Mais cette triste commémoration des souffrances et de la mort du Sauveur va largement se dissiper avec les instructions réconfortantes sur les fruits salvifiques de la Croix du Sauveur pour nous, et dans la joie de Sa Résurrection. La sainte Église s'exclame : "O mort, où est ton aiguillon? O Hadès, où est ta victoire? Exulte, Adam: la mort est abolie par la vie de Celui Qui ressuscite les morts"Sion se réjouisse et que le ciel exulte d'allégresse comme nous: Il est ressuscité, le Christ, ressuscitant les morts." Même les tropaires de ce dimanche ("Le noble Joseph", "les anges annoncèrent aux femmes myrophores") sont repris de l'Office du Grand Samedi, où ils exprimaient principalement de pieuses tristesses et donnaient seulement un aperçu de la célébration à venir, mais en ce dimanche, ils sont aussi complémentés par les joyeuses instructions sur l'accomplissement de la Résurrection du Sauveur – voyez la finale de ces tropaires.
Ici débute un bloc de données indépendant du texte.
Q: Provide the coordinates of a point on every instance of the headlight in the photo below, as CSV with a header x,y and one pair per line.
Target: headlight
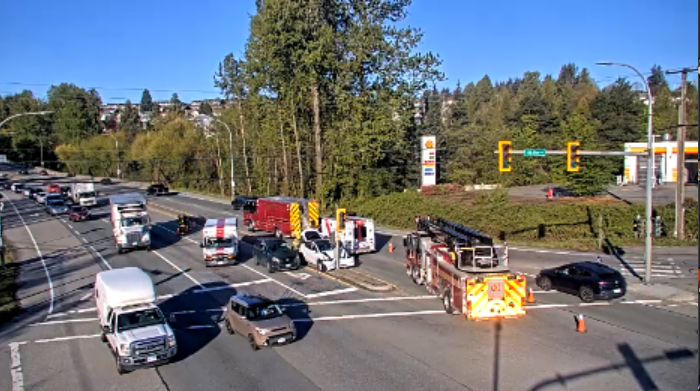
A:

A travers de telles comparaisons des commémorations tristes et joyeuses dans les hymnes de l'Église en ce jour, l'état spirituel des saintes femmes, qui avaient accueilli le Sauveur après la Résurrection, est nuancé, rayonnant d'une force spéciale, "au lieu de pleurer l'ineffable joie", mais aussi cette "joie inexprimable" de la Résurrection du Christ, "qui a tout illuminé jusqu'aux confins du monde, ce qui est ainsi plus profondément marqué dans nos coeurs."


us

traduit dans un état de santé désastreux, "chargé" de très puissants calmants. J'espère qu'il ne subsiste pas trop de fautes et d'incohérences. Merci de prier pour le pécheur qui lutte pour ses enfants et pour sa santé.